The validation accuracy following training has been on average 66%, similar to the Bayes rate (human performance baseline) of 65.5%: both of which are also significantly above the probability of a purely random guess (roughly 17%). However, the model performs better on for example detecting happiness (the majority class) as opposed to less well-represented classes such as disgust (amounting to only about 1.5% of the examples in the dataset as a whole).

Confusion matrix FER2013 dataset on the validation set. Legend: 0- ‘Angry’, 1-‘Disgust’, 2-‘Fear’, 3-‘Happy’, 4-‘Sad’, 5-‘Surprise’, 6-‘Neutral’

What’s in a label, anyway?

The labeling of the samples utilized in training a supervised learning model — the “ground truth” by which it is refined and finally evaluated — can also be a source of poor performance if it is inaccurate or lacks consistency. Ultimately, a model may only be as good as the human tagging of the training and validation image data used to develop it. In the previously referenced paper, the authors note that “FER-2013 could theoretically suffer from label errors due to the way it was collected…”[1] Cursory examination of the examples indeed can reveal a degree of inaccurately, inconsistently, or ambiguously labeled examples. Indeed, human expressions are likely to be classified differently by different subjects, and emotions may themselves be inherently ambiguous or complex.
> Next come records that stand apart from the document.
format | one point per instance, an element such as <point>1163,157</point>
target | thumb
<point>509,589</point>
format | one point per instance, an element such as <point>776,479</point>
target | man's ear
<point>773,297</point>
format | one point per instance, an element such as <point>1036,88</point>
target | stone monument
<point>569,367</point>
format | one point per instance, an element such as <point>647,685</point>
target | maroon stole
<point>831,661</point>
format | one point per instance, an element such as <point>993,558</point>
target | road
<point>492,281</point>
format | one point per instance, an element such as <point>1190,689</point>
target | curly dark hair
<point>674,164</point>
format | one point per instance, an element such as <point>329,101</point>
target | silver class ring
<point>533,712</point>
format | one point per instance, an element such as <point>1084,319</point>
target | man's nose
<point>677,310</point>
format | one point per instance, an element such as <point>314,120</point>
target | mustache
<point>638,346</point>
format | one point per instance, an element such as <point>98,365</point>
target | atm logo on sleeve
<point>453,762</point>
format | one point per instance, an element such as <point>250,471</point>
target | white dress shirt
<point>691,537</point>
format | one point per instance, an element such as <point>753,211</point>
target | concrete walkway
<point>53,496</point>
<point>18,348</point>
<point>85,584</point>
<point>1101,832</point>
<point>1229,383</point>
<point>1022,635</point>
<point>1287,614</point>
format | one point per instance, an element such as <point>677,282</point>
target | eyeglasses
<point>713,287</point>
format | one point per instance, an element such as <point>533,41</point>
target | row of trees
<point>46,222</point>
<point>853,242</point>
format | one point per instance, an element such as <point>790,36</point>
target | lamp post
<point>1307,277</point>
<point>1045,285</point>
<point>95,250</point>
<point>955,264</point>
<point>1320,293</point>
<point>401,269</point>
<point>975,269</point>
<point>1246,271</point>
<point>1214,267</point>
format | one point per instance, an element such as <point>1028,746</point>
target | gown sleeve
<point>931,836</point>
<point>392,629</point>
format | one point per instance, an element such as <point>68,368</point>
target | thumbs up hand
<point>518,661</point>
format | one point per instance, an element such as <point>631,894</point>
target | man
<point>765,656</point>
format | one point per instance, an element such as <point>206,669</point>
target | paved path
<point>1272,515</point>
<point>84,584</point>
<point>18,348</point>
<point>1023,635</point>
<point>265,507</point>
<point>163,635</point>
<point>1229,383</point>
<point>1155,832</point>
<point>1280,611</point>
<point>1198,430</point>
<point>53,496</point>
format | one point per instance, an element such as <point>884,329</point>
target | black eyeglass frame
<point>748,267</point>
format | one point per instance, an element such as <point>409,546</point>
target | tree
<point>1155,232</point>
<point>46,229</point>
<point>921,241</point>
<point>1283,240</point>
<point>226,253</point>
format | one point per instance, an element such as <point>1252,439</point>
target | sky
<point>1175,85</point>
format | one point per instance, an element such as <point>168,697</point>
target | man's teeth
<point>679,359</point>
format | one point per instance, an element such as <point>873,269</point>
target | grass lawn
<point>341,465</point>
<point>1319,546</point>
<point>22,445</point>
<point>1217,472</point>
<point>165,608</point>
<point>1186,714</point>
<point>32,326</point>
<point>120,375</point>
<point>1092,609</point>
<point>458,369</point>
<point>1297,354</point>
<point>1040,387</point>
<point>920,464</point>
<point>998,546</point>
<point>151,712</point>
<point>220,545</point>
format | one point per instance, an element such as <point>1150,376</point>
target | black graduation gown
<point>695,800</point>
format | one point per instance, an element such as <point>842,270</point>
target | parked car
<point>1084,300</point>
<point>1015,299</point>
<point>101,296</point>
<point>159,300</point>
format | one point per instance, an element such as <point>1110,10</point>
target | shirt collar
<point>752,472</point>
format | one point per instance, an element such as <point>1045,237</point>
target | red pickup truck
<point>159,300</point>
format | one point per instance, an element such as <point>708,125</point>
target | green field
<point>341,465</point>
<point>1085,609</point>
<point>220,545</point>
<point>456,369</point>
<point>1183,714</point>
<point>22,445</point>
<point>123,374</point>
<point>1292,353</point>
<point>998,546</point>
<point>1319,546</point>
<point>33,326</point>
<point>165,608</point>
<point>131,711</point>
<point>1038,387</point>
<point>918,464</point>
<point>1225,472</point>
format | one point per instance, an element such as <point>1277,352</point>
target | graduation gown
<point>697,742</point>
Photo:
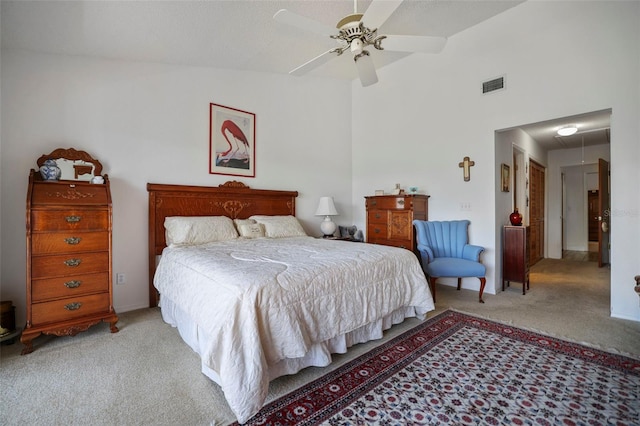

Sad, or neutral? An ambiguously labeled example in the FER2013 dataset.

Similarly, Emad Barsoum, Cha Zhang, Cristian Canton Ferrer, and Zhengyou Zhang, of Microsoft Research, have found that the original FER2013 dataset to be labeled inaccurately.[2] They propose as an alternative a crowdsource based method to more correctly tag the examples. Having determined ten taggers of the images to be an effective quorum, they essentially recorded votes on how each image would be classified, resulting in a probability distribution as to how each could be labeled. This is reflective of the fact that different individuals may “read” the same facial expression differently. They then explored different methods to use this resulting dataset — designated as FER2013New or FER+— as ground truth to train a deep learning model. The simplest method is to use a type of majority rule, selecting the one classification receiving the most votes as the ground truth for that example. This is the approach we have taken.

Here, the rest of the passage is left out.